From: "Ævar Arnfjörð Bjarmason" <avarab@gmail.com>
To: git@vger.kernel.org
Cc: "Junio C Hamano" <gitster@pobox.com>,
"Emily Shaffer" <emilyshaffer@google.com>,
"Taylor Blau" <me@ttaylorr.com>,
"Eric Sunshine" <sunshine@sunshineco.com>,
"Ævar Arnfjörð Bjarmason" <avarab@gmail.com>
Subject: [PATCH v2 0/6] tr2: plug memory leaks + logic errors + Win32 & Linux feature parity
Date: Thu, 26 Aug 2021 14:22:18 +0200 [thread overview]
Message-ID: <cover-v2-0.6-00000000000-20210826T121820Z-avarab@gmail.com> (raw)

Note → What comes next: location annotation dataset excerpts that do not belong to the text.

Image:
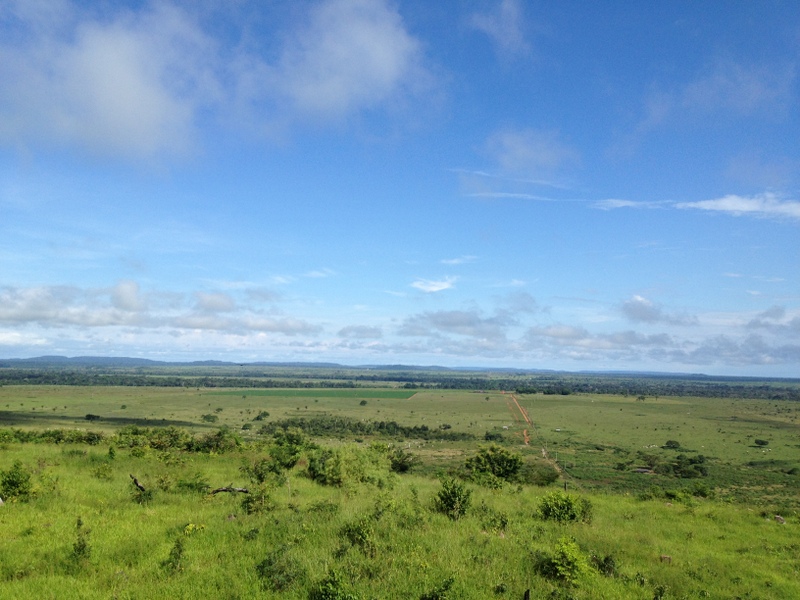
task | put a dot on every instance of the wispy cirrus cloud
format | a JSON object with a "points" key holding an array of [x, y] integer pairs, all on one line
{"points": [[761, 205], [434, 285], [530, 152], [504, 26], [642, 310], [468, 258]]}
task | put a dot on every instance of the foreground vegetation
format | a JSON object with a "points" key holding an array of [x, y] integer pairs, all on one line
{"points": [[393, 493]]}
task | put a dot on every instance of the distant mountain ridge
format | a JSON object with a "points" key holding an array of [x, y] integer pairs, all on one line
{"points": [[128, 362]]}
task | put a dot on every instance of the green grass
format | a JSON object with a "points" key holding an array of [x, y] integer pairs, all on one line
{"points": [[729, 545], [716, 548]]}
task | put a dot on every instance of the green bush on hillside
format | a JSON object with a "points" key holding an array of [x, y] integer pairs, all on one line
{"points": [[563, 507], [494, 460], [453, 499], [15, 484]]}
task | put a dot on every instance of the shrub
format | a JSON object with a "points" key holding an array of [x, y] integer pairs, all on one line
{"points": [[401, 461], [287, 446], [453, 499], [496, 460], [197, 484], [81, 549], [258, 501], [538, 473], [15, 484], [440, 592], [567, 563], [348, 465], [360, 534], [562, 507]]}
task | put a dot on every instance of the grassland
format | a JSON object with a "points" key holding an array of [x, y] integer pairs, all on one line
{"points": [[719, 531]]}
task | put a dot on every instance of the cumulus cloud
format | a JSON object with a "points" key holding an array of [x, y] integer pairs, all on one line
{"points": [[125, 296], [214, 302], [504, 27], [761, 205], [127, 86], [777, 320], [430, 286], [642, 310], [349, 55], [122, 306], [140, 84]]}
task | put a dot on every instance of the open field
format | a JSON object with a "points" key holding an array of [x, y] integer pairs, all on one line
{"points": [[590, 436], [379, 534]]}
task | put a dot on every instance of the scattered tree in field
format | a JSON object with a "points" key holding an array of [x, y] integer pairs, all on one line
{"points": [[495, 460]]}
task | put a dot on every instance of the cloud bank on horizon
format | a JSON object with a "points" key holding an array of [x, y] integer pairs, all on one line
{"points": [[375, 181]]}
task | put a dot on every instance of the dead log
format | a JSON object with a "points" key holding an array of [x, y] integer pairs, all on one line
{"points": [[230, 489], [137, 484]]}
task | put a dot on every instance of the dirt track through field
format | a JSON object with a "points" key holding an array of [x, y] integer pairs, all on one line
{"points": [[526, 418]]}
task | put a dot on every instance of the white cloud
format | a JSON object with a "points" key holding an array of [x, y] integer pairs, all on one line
{"points": [[214, 302], [613, 203], [129, 86], [504, 27], [642, 310], [140, 84], [458, 322], [360, 332], [742, 89], [458, 261], [125, 296], [761, 205], [430, 286], [350, 55], [530, 152]]}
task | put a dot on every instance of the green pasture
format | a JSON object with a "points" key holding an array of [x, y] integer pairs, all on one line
{"points": [[597, 440], [382, 538]]}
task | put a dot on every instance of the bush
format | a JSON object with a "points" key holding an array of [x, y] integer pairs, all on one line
{"points": [[15, 484], [496, 460], [348, 465], [562, 507], [258, 501], [567, 563], [401, 461], [360, 534], [453, 499], [538, 473]]}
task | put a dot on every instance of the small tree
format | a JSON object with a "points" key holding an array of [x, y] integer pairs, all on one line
{"points": [[15, 484], [453, 499], [495, 460]]}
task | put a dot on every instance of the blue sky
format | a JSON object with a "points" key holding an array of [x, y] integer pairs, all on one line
{"points": [[556, 185]]}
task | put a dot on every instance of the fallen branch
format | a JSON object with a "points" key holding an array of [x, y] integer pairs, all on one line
{"points": [[230, 489], [137, 484]]}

In-Reply-To: <cover-0.6-00000000000-20210825T231400Z-avarab@gmail.com>
An early re-roll due to some very good & early review by Taylor Blau,
this also fixes the grammar/typo pointed out by Eric Sunshine. Thanks
both:
This should address all the comments Taylor brought up, and hopefully
a bit more. The only thing I left outstanding was the inclusion of the
"while we're at it" enum refactoring in 5/6. It's not necessary for
the end-state here, but I think since we're already reviewing most of
this file it makes sense to change it while we're at it to
future-proof the code vis-as-vis getting stricted checks from the
compiler.
Ævar Arnfjörð Bjarmason (6):
tr2: remove NEEDSWORK comment for "non-procfs" implementations
tr2: clarify TRACE2_PROCESS_INFO_EXIT comment under Linux
tr2: stop leaking "thread_name" memory
tr2: fix memory leak & logic error in 2f732bf15e6
tr2: do compiler enum check in trace2_collect_process_info()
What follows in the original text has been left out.